Admiraba Grace Church con sus gabletes y sus balcones azules cerrados y su gótico americano y la iglesia gótica era tan gótica como los viajes de Jack Kerouac o como los poemas visionarios de Dylan Thomas o como los conciertos mas rompedores de los sesenta. En Saint Marks in the Bowery pensaba cómo hablaría de su Profeta Jalil Gibran y evocaba cómo soltaría sus imágenes Amy Lowell ("¿Debería darte uvas blancas?/ Desconozco la razón pero de repente me encapricho con esa fruta./ Por ahora la idea alimenta mis sentidos./ Y parecen más deseables que una perfecta esmeralda./ Puesto que nada tengo, puesto que mis manos están vacías") y con Carl Sandburg me exaltaban las tormentas y los boxeadores de Chicago ("Salchichería del mundo./Fábrica de ástiles.
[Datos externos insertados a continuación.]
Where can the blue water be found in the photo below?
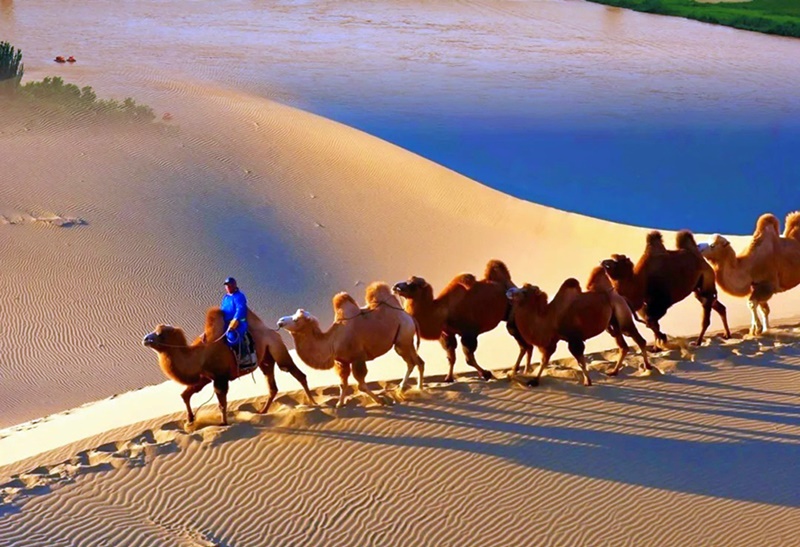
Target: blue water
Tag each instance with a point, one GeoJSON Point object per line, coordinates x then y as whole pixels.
{"type": "Point", "coordinates": [704, 176]}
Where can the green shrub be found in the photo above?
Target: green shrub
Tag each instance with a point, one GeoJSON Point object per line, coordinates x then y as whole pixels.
{"type": "Point", "coordinates": [11, 67]}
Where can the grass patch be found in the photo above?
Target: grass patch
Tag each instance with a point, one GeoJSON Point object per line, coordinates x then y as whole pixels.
{"type": "Point", "coordinates": [781, 17]}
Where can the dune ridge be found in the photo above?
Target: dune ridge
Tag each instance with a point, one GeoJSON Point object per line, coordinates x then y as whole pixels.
{"type": "Point", "coordinates": [562, 464]}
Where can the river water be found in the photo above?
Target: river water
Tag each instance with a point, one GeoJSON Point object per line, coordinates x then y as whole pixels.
{"type": "Point", "coordinates": [630, 117]}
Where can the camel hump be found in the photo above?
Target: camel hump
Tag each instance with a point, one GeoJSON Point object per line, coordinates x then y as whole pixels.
{"type": "Point", "coordinates": [378, 293]}
{"type": "Point", "coordinates": [465, 280]}
{"type": "Point", "coordinates": [345, 306]}
{"type": "Point", "coordinates": [497, 271]}
{"type": "Point", "coordinates": [792, 229]}
{"type": "Point", "coordinates": [685, 240]}
{"type": "Point", "coordinates": [598, 280]}
{"type": "Point", "coordinates": [655, 241]}
{"type": "Point", "coordinates": [571, 283]}
{"type": "Point", "coordinates": [766, 222]}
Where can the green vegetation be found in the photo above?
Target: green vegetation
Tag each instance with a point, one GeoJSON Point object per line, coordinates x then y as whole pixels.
{"type": "Point", "coordinates": [70, 99]}
{"type": "Point", "coordinates": [53, 96]}
{"type": "Point", "coordinates": [11, 67]}
{"type": "Point", "coordinates": [780, 17]}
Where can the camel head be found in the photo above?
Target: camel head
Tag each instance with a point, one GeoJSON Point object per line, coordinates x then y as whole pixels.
{"type": "Point", "coordinates": [415, 287]}
{"type": "Point", "coordinates": [164, 336]}
{"type": "Point", "coordinates": [527, 294]}
{"type": "Point", "coordinates": [618, 267]}
{"type": "Point", "coordinates": [716, 250]}
{"type": "Point", "coordinates": [299, 322]}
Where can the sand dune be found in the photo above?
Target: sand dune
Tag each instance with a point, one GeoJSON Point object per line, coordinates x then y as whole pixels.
{"type": "Point", "coordinates": [286, 201]}
{"type": "Point", "coordinates": [703, 453]}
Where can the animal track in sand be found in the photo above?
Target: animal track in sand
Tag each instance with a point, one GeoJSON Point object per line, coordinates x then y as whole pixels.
{"type": "Point", "coordinates": [175, 436]}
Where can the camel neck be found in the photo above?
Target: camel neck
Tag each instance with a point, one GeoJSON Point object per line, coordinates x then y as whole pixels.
{"type": "Point", "coordinates": [429, 314]}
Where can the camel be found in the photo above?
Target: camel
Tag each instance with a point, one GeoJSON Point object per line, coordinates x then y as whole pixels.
{"type": "Point", "coordinates": [465, 307]}
{"type": "Point", "coordinates": [209, 359]}
{"type": "Point", "coordinates": [356, 336]}
{"type": "Point", "coordinates": [769, 265]}
{"type": "Point", "coordinates": [664, 277]}
{"type": "Point", "coordinates": [575, 316]}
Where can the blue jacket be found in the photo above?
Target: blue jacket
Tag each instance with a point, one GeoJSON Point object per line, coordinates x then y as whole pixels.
{"type": "Point", "coordinates": [234, 306]}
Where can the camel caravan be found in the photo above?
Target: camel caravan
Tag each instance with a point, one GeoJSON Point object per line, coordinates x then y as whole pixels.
{"type": "Point", "coordinates": [618, 294]}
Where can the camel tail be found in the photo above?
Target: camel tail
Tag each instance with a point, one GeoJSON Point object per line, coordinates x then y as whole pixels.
{"type": "Point", "coordinates": [379, 292]}
{"type": "Point", "coordinates": [685, 240]}
{"type": "Point", "coordinates": [765, 222]}
{"type": "Point", "coordinates": [792, 226]}
{"type": "Point", "coordinates": [345, 306]}
{"type": "Point", "coordinates": [497, 271]}
{"type": "Point", "coordinates": [465, 280]}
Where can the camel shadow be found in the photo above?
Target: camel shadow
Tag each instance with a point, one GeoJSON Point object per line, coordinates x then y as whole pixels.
{"type": "Point", "coordinates": [723, 468]}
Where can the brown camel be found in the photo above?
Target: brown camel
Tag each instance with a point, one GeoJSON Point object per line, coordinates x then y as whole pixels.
{"type": "Point", "coordinates": [197, 364]}
{"type": "Point", "coordinates": [356, 336]}
{"type": "Point", "coordinates": [664, 277]}
{"type": "Point", "coordinates": [769, 265]}
{"type": "Point", "coordinates": [575, 316]}
{"type": "Point", "coordinates": [466, 307]}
Almacén de Trigo./ Juego de Vías Férres. Tirada de Mercaderías de la Nación;/ ciudad tempestad , enronquecida, vocinglera,/ ciudad de anchas espaldas") y dentro de la antigua iglesia me parecía estar viendo a Sam Sephard que traía a Nueva York el verdadero oeste y sus sombreros silenciosos. Y me paseaba ante las dos esculturas de Solom Borglun , la Aspiración y la Inspiración que mostraban el ritmo de la vida que nunca paró en los escritores en el Village de Nueva York y me gustaba estar en el barrio de lo informal y de la ruptura donde nacían tantas sorpresas y donde estar vivo todavía podía significar tantas cosas.

Y entonces me iba un poco más al norte, a la calle 23, y allí llegaba al Chelsea Hotel, y miraba las placas de escritores bajo la marquesina y entraba en el vestíbulo y miraba más placas y fotos de escritores y me sentía abrumado y me daba vértigo pensar en tantas vidas vertiginosas que se desarrollaron allí y evocaba cómo Leonard Cohen se apretujaba las sábanas con Janis Joplin y cómo Arthur Miller hablaría de los viajantes traicionados bajo los pechos de Marilyn Monroe y cómo Kerouac planeaba agujerear América con los recorridos de On the road y cómo Thomas Wolfe —el genuino, el de los años 30, no el pijo con cara de triunfador grasiento de Wall Street llamado Tom Wolfe— hablaba de tiempos como ríos y de ángeles chocantes que nos miran y cómo Dylan Thomas agonizaba en medio de los vapores del whiskey y de los dioses de Gales y de los santos convulsos y cómo Leonard Cohen desgarraba el aire con sus melancolías lluviosas y su romanticismo arruinado ( "Te recuerdo claramente en el Chelsea Hotel,/ hablabas tan segura y tan dulcemente,/ mamándomela sobre una cama deshecha,/ mientras en la calle te esperaba la limusina, /Te arreglaste un poco y dijiste: No importa,/ Somos feos pero tenemos la música").